Pas nécessairement. La société de portage facture à l'ESN le TJM du consultant majoré de ses frais de gestion. En sous-traitance directe avec un freelance, vous payez le TJM négocié sans frais de gestion mais avec potentiellement plus de risques administratifs et juridiques. Pour les consultants à fort TJM qui auraient structuré leur activité en freelance indépendant sans portage, la différence peut être faible. Pour des profils junior ou des missions courtes, la sous-traitance directe peut être moins coûteuse. La comparaison doit tenir compte des frais de gestion du portage mais aussi des coûts indirects de la sous-traitance directe (gestion administrative, risques de requalification).

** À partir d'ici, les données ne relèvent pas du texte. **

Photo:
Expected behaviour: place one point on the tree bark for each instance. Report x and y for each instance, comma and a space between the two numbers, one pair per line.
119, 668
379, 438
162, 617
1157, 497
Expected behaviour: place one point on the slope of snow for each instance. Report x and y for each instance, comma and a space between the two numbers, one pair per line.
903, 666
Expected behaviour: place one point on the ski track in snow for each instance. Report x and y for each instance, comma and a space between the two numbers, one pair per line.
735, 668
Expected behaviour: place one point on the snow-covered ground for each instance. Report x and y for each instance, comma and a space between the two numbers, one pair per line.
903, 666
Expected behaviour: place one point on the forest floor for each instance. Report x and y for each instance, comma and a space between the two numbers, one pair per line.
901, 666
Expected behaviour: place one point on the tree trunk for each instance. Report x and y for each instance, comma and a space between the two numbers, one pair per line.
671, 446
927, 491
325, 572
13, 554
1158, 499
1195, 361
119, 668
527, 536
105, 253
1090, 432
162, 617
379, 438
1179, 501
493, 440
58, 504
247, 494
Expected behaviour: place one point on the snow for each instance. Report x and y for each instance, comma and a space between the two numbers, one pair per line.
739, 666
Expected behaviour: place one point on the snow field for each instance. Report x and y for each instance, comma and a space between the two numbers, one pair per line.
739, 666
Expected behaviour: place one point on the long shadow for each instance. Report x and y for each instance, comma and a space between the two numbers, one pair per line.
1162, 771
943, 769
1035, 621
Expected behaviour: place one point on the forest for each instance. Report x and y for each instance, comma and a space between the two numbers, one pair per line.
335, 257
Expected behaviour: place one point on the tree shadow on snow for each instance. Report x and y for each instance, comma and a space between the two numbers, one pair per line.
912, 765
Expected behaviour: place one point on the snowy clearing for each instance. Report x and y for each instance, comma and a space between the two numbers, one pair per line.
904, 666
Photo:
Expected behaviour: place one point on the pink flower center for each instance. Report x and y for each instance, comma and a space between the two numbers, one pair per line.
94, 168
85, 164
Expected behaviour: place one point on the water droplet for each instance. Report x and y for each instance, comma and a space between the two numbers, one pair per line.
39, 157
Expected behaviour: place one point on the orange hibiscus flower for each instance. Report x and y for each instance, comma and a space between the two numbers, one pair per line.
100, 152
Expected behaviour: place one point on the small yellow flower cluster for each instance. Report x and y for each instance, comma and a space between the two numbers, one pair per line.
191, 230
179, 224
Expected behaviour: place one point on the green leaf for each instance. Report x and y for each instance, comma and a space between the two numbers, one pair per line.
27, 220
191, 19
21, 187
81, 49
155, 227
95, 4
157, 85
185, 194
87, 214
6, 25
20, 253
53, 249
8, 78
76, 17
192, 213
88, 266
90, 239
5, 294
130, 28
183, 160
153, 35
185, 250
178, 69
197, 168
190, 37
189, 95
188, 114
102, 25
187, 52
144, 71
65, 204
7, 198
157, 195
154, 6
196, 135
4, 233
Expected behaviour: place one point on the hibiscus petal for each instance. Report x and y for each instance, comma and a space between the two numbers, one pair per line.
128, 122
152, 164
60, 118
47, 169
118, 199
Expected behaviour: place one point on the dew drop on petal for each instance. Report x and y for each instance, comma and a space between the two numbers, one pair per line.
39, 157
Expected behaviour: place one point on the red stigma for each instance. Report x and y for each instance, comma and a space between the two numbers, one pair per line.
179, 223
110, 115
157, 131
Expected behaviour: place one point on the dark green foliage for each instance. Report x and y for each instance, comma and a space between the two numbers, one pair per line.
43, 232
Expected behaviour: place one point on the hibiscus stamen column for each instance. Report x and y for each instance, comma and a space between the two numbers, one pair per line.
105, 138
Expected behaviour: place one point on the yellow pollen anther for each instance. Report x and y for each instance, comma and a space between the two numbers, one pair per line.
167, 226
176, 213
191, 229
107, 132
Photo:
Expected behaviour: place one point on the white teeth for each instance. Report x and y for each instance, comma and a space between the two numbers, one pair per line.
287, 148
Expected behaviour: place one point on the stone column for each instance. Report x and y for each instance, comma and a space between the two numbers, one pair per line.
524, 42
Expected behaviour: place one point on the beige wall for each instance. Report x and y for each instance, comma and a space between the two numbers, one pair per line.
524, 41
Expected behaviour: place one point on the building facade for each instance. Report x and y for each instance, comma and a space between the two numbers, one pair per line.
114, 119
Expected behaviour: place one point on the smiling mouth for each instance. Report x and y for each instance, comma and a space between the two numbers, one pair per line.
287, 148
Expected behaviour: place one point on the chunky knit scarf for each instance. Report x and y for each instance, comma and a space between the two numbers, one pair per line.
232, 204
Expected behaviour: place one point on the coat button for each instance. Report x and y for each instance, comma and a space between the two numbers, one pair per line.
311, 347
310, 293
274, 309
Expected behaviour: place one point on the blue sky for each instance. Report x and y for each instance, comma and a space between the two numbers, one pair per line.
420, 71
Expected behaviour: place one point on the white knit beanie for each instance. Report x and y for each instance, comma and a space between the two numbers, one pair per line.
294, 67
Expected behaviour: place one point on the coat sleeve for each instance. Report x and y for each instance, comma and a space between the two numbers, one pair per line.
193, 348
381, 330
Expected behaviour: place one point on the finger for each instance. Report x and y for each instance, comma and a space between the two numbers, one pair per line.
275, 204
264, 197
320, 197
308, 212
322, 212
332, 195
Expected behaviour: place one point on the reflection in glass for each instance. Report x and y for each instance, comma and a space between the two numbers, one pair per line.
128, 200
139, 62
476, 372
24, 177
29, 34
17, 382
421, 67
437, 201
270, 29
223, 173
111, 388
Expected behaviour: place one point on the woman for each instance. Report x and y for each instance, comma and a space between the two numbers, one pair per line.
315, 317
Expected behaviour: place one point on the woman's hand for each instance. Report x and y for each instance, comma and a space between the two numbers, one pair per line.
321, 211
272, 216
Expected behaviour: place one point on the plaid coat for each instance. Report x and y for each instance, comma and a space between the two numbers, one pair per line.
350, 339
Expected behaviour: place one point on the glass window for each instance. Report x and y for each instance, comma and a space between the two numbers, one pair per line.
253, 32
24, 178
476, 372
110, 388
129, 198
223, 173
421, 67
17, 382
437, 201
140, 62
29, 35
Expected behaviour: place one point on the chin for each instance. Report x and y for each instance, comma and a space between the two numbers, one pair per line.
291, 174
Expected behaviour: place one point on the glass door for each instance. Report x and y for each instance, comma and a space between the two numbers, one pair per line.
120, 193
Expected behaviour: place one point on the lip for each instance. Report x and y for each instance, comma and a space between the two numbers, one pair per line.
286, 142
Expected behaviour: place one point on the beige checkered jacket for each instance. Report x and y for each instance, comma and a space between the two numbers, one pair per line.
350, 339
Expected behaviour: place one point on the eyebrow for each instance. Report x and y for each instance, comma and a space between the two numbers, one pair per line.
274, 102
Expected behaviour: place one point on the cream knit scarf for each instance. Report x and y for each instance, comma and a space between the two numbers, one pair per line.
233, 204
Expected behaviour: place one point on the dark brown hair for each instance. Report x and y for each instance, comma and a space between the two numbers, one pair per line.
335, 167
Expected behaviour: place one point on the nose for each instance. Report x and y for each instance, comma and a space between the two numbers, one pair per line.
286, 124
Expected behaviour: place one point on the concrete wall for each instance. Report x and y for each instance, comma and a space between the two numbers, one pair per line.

Les consultants en portage salarial doivent être intégrés comme des ressources externes (partenaires ou sous-traitants) dans votre ERP, pas comme des salariés internes. L'essentiel est de leur associer un taux de coût de revient (le TJM que vous payez à la société de portage) et de les rattacher aux missions sur lesquelles ils interviennent. Cela permet de calculer la marge réelle sur chaque mission impliquant des consultants portés, en comparant le TJM facturé à votre client avec le coût réel de la ressource.
Oui. Certaines ESN créent une filiale de portage salarial pour diversifier leur modèle et capter des consultants qui préfèrent ce statut. Cela permet de les intégrer dans l'écosystème de l'ESN tout en leur offrant le cadre salarial du portage. Cette option nécessite une déclaration spécifique auprès de la DIRECCTE et le respect de la convention collective du portage salarial. Elle représente un investissement structurel non négligeable, pertinent principalement pour les ESN de taille intermédiaire qui ont un flux régulier de consultants portés à intégrer.

Le portage salarial est un outil opérationnel sous-utilisé par les ESN qui le perçoivent uniquement comme un choix de statut pour les consultants. Bien utilisé, il offre une flexibilité réelle pour absorber les surcharges, accéder à des compétences rares et gérer l'intercontrat différemment. La condition est de l'intégrer dans son pilotage avec la même rigueur qu'une ressource interne : suivi des CRA, calcul de marge et cadre contractuel précis. Pour les ESN dont le module RH est dédié aux collaborateurs internes, l'ERP reste le bon endroit pour piloter les consultants portés en tant que partenaires externes.